Williams enfatizou que a atual postura política do Federal Reserve visa combater a inflação, que permanece acima da meta de 2% do banco central, enquanto também garante apoio a um mercado de trabalho que mostra sinais de desaceleração. Na sua opinião, a abordagem moderadamente restritiva do Fed está a ajudar a reduzir a inflação, mas ainda há necessidade de cautela.
"O caminho para a política deve evoluir da forma que esperamos", explicou Williams, referindo-se ao potencial para novos cortes nas taxas ainda este ano. Ele indicou que se os dados económicos se alinharem com as suas expectativas—como a inflação atingindo cerca de 3% e um ligeiro aumento na taxa de desemprego—então o Fed deve prosseguir com a redução das taxas.
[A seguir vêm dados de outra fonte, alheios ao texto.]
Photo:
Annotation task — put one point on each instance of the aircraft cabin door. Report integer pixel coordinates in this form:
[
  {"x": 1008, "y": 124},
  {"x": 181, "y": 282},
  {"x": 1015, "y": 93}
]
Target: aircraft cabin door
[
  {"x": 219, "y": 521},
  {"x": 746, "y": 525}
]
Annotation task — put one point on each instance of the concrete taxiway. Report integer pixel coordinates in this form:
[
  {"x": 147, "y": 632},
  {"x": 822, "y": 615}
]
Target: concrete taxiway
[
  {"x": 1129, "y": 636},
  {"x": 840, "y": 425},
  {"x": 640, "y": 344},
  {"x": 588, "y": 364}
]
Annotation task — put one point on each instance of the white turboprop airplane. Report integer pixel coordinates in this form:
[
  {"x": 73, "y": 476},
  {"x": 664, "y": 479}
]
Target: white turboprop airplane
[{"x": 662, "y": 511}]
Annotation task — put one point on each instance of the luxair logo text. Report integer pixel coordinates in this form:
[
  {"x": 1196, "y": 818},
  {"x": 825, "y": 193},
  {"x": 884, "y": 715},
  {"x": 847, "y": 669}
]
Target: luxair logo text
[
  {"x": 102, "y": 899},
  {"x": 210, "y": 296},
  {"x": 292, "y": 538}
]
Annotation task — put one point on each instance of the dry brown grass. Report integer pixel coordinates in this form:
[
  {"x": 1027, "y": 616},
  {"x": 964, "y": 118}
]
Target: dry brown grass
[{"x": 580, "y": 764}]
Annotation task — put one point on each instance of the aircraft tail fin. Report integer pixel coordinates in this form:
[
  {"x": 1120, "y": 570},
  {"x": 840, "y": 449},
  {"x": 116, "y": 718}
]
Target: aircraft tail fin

A decisão de reduzir ainda mais as taxas não é tomada sem uma cuidadosa consideração. Williams advertiu que permitir que a inflação persista bem acima de 2% sem ação corretiva prejudicaria a economia e a credibilidade do Federal Reserve. No entanto, ele enfatizou a importância de gerir este processo sem causar danos excessivos ao mercado de trabalho.
Williams confirmou o seu apoio a mais dois cortes nas taxas, cada um de 25 pontos base, num futuro próximo. A taxa de política do Federal Reserve está atualmente na faixa de 4,00%-4,25%, e o banco central já cortou as taxas uma vez em setembro. A decisão foi vista como uma tentativa de impedir que a economia sobreaquecesse, oferecendo ainda algum alívio a um mercado de trabalho que mostra sinais de tensão.
"Se obtivermos informações que sejam amplamente consistentes com a minha perspetiva, penso que o caminho para a política deve evoluir da forma que esperamos", disse Williams ao discutir o potencial para novos cortes. A sua perspetiva inclui a estabilização da inflação próxima de 3% e um aumento gradual na taxa de desemprego. Estas tendências poderiam levar o Federal Reserve a tomar medidas adicionais para garantir que a economia permaneça equilibrada.
Durante a sua entrevista, Williams também abordou a pressão que o Federal Reserve tem enfrentado de figuras políticas, especialmente da Casa Branca, para cortar as taxas de forma mais agressiva. Apesar disso, ele reafirmou o seu compromisso com a independência do banco central.
"A independência do Fed é muito importante", afirmou Williams, sublinhando que o banco central deve ser livre para tomar decisões baseadas nas condições económicas, não na influência política. Este tem sido um ponto de discórdia contínuo, particularmente sob a administração Trump, que tem sido vocal sobre a necessidade de cortes mais profundos.
Williams também observou que as tarifas comerciais do Presidente Donald Trump tiveram menos impacto na inflação do que muitos haviam antecipado. Segundo Williams, as tarifas apenas aumentaram a inflação em cerca de um quarto a meio ponto percentual, um efeito muito menor do que alguns economistas esperavam.
O Federal Reserve está programado para se reunir novamente em 28-29 de outubro, onde novos cortes nas taxas são amplamente antecipados. Os mercados financeiros já incorporaram a probabilidade de outra redução de um quarto de ponto, o que aproximaria a taxa de política da faixa de 3,75%-4,00%. Embora isso possa oferecer algum alívio ao mercado de trabalho, permanece incerto se estas medidas serão suficientes para reduzir a inflação para a meta de 2% do Fed a longo prazo.
Os comentários de Williams refletem um otimismo cauteloso sobre a economia dos EUA, equilibrando o controle da inflação com a necessidade de apoio ao emprego. À medida que o banco central continua a navegar por estes desafios, novos ajustes nas taxas podem ser fundamentais para manter a estabilidade num ambiente económico complexo.